En tant que Président, Kaïs Saïed aurait pu abandonner son rôle de médiateur et n’entamer les concertations qu’au bout d’un mois. Pourtant, la présidente du Parti destourien libre a répondu à l’invitation du chef de l’Etat par un refus net et catégorique, qualifiant de « prématurée » cette entrevue.

Opposition systématique ?

Avec 17 sièges obtenus, le Parti destourien libre est sans conteste l’une des principales formations politiques de la nouvelle législature. La présidente du PDL serait-elle incapable  de s’extirper de l’opposition systématique à tout ce qui est postérieur à la révolution de 2011 ? Invitée comme tous les protagonistes de la scène politique à s’asseoir avec le Président de la République, Abir Moussi en a profité pour imprimer un positionnement politique à contre pied de l’ensemble de l’ensemble des autres partis qui, même s’ils ne sont pas d’accord sur tout, acceptent volontiers de discuter avec tout le monde, en vue de dépasser la crise. Le mouvement Echaâb, le Courant démocratique et également Au cœur de la Tunisie ont par exemple déclaré qu’ils ne bloqueraient pas la formation d’un gouvernement, même s’ils se proclament de l’opposition. Ces formations ont compris que les résultats des élections législatives leur confèrent un privilège mais aussi une responsabilité. Fini le temps de l’opposition systématique, voici venu le temps de l’opposition responsable, force de proposition.
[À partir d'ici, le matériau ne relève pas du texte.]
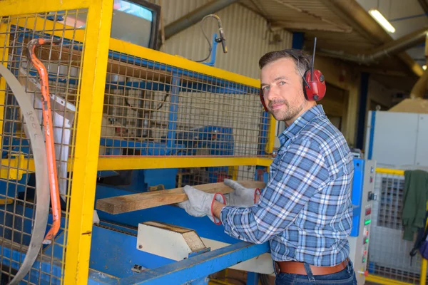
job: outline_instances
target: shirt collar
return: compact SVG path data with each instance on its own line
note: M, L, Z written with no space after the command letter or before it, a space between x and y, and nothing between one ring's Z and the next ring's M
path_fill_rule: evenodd
M278 136L281 145L298 134L313 119L323 115L325 113L322 105L315 105L307 110Z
Mais il semble que Abir Moussi n’ait pas saisi l’instant historique et a préféré décliner l’invitation du Président de la République. « Nous nous attendons à ce que le Président de la République mette en application ses engagements pris lors de son discours d’investiture en matière de lutte contre le terrorisme ». Autre argument avancé, le PDL « attend de voir la composition du cabinet présidentiel », pour s’assurer que dans l’équipe qui entoure le Président il n’y ait pas de personnes en lien avec « les frères musulmans » (sous entendu le parti Ennahdha). Est-ce à dire que si elle a été éliminée au premier tour de l’élection présidentielle avec 4,02%, la présidente du PDL agit comme si elle avait gagné et voudrait s’immiscer dans le choix de l’équipe de Kaïs Saïed ?

De tout temps, les présidents de la République qui se sont succédé ont toujours fait les choix qui leur conviennent en ce qui concerne leurs collaborateurs. Ces choix, même les plus saugrenus, ont été respectés. Qui plus est, lorsque le Président de la République convie quelqu’un pour un entretien ou des consultations pour tenter de rapprocher les différents points de vue et éviter une crise politique qui pend comme une épée de Damoclès au-dessus du palais du Bardo.

Tout le monde veut présider, personne ne veut agir

« La patrie avant les partis », disait le Président Béji Caïd Essebsi. « La Tunisie est fatiguée, il faut de l’’abnégation et il faut concentrer nos efforts sur l’intérêt supérieur de la nation…tout le monde veut être président et ça, ce n’est pas possible », disait-il encore (interview du 15 juillet 2018 sur la chaîne Nessma TV).

Comment expliquer à l’habitant de La Soukra, dont la maison a été totalement dévastée et inondée, qu’il faudrait attendre des mois avant de pouvoir former un gouvernement capable de tracer des politiques publiques? Comment le convaincre que  se mettre autour d’une table est dans son intérêt ? Les Tunisiens en ont ras-le-bol de la politique politicienne et de l’enfermement idéologique. Tout comme, différent et uni, le peuple tunisien a nettoyé et coloré son pays, il souhaite certainement donner l’exemple à certains politiques qui ont du mal à concevoir que le monde change.